As I am working with a multilingual model, I want to be as diverse as possible in the evaluation phase. Therefore, I want to have documents from both the training and the dataset, in different languages, but also, if possible, documents that it has never seen, in a language present in the dataset but also unknown languages, to see how he manages to deal with the issue of multilingualism.
The dataset
The dataset has been made from documents of the EHRI project. To obtain more information about it, see https://flochiff.github.io/phd/dataset/ehri/dataset.html
Token and alphabet analysis
To reproduce my token error analysis with the EHRI dataset, I first need to do a token analysis. However, I am working with a multilingual dataset, so I am also adding an alphabet analysis because even though the languages are in Latin script, they all have some unique diacritics, which could be interesting to explore.
Obtaining data
The method
For this analysis, I needed two different elements:
- The distribution of occurrences of the alphabet in the training data, in total but also by language;
- The distribution of occurrences of the bigrams, trigrams and tetragrams in the training data, in total but mostly by language.
For the first task, I used a simple script that would count the character from each language set that I would submit. Once it was done, I cleaned the data retrieved to remove the occurrences of punctuations and numbers, as I am only interested in learning about the alphabet in this experiment, and then I entered all this data in a single table, combining all the languages and adding 0 in the case where one character from the alphabet in one language was not found in the alphabet of another language.
For the second task, I followed the same method that I had used during the token analysis of d’Estournelles’ dataset. I retrieved bigrams, trigrams and tetragrams from the training data. I centralized them in a general document where all the languages were mixed, but I also retrieved them language by language (which can be found here, in order to create comparison between languages (the various results can be found here). To do that, I retrieved the most and least common n-grams in each language and I used a script similar to the one I had used during the token analysis to retrieve the common n-grams between languages.
The results
- Distribution of the alphabet by characters (Multilingual model EHRI)
- Distribution of the alphabet by language (Multilingual model EHRI)
- General distribution of the alphabet (Multilingual model EHRI)
- Heatmaps of common ngrams (Multilingual model EHRI)
The presentation of the content
General distribution of the alphabet
This table presents the distribution of the alphabet: the rows present the characters (and are classified from the highest number of occurrences to the lowest number) and the columns present the language. Then, in each cell is the number of occurrences of the characters in the language of the column. The last row of the table gives the total of characters for each language, and the last column gives the total of occurrences of the character of the row. Then, this table was transformed into a heatmap to observe the distribution of characters but also some special cases : the coloring was applied to the whole table with no distinction and the redder a cell is, the highest its occurrence number.
Distribution of the alphabet by characters
This table presents the distribution of the alphabet by character, which means that the rows are classified from the highest number of occurrences of a character in all language combined to the lowest number.
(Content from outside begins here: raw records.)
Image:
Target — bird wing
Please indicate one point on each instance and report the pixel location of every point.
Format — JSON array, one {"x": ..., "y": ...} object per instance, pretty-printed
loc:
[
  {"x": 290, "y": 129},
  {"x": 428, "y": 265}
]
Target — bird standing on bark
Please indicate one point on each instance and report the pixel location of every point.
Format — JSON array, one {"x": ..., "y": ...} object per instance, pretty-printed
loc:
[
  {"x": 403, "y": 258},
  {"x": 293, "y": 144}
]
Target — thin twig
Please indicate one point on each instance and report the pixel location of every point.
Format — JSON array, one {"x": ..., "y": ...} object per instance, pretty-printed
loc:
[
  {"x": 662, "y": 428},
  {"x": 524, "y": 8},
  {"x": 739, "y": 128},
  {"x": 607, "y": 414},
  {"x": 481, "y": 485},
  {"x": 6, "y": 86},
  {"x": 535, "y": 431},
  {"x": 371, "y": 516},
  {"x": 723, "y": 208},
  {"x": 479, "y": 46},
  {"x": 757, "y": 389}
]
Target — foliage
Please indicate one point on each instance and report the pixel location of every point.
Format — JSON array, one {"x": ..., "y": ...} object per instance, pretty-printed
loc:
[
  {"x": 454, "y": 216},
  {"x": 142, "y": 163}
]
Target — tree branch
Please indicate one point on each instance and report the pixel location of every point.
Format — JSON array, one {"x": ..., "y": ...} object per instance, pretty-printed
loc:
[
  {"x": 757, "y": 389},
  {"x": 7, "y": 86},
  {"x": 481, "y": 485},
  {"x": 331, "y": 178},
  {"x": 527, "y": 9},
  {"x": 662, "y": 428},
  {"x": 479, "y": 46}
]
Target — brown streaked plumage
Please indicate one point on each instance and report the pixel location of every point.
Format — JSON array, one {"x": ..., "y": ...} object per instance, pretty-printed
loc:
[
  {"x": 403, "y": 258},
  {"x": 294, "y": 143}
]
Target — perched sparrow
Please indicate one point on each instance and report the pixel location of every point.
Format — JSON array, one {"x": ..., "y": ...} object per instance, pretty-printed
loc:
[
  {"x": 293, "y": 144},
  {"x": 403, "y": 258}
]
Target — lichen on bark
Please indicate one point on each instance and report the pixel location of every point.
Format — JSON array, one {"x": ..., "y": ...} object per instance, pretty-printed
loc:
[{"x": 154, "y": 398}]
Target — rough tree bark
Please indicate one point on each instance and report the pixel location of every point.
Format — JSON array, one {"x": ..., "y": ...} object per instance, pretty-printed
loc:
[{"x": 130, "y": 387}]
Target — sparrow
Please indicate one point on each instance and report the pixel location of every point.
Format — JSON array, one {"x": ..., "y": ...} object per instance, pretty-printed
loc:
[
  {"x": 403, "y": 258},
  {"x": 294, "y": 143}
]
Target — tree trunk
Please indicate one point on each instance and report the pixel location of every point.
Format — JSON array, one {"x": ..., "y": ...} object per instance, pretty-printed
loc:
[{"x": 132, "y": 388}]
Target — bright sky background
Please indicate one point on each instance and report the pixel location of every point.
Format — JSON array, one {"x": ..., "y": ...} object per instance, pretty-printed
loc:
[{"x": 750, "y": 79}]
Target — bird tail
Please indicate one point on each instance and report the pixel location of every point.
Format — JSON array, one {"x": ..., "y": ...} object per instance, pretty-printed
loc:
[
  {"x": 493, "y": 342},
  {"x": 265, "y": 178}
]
Then, for each character, there is the distribution of occurrences among the languages. For each column, the number of occurrences of the character has been divided by the total number of occurrences of the character, which was then transformed into a percentage. Finally, this table was transformed into a heatmap, as a way to observe more easily some distribution between language: the redder a cell get, the highest the percentage.
Distribution of the alphabet by language
This table presents the distribution of the alphabet by language, which means that the rows are classified into alphabetical order. Then, for each column, the number of occurrences of the character has been divided by the total number of characters in the language of the column, which was then transformed into percentage. Finally, this table was transformed into a heatmap, but this time, contrary to the previous heatmap, the coloring is not general to the whole table, but it is done by language. This means that, in a column, the redder a cell gets, the more present this character is in the language set.
Heatmaps of common ngrams
Here, there are three tables, one for each size of n-grams (bigrams, trigrams and tetragrams) and each table is divided in two parts: one for the most popular tokens (red) and one for the least popular tokens (green). Those tables are cross tabulation as the rows and columns have the same values, which explain that there are seven black cells in the table, as no comparison can be done with the same language. In those tables, the number in each cell indicate the number of n-grams that the two languages had in common. Then, a heatmap was added for both parts, to observe more easily the cases where many n-grams were in common between two languages.
Observations
Alphabet analysis
It is possible to observe many things from the alphabet heatmaps, the tables completing each other or sometimes bringing context to understand it more easily.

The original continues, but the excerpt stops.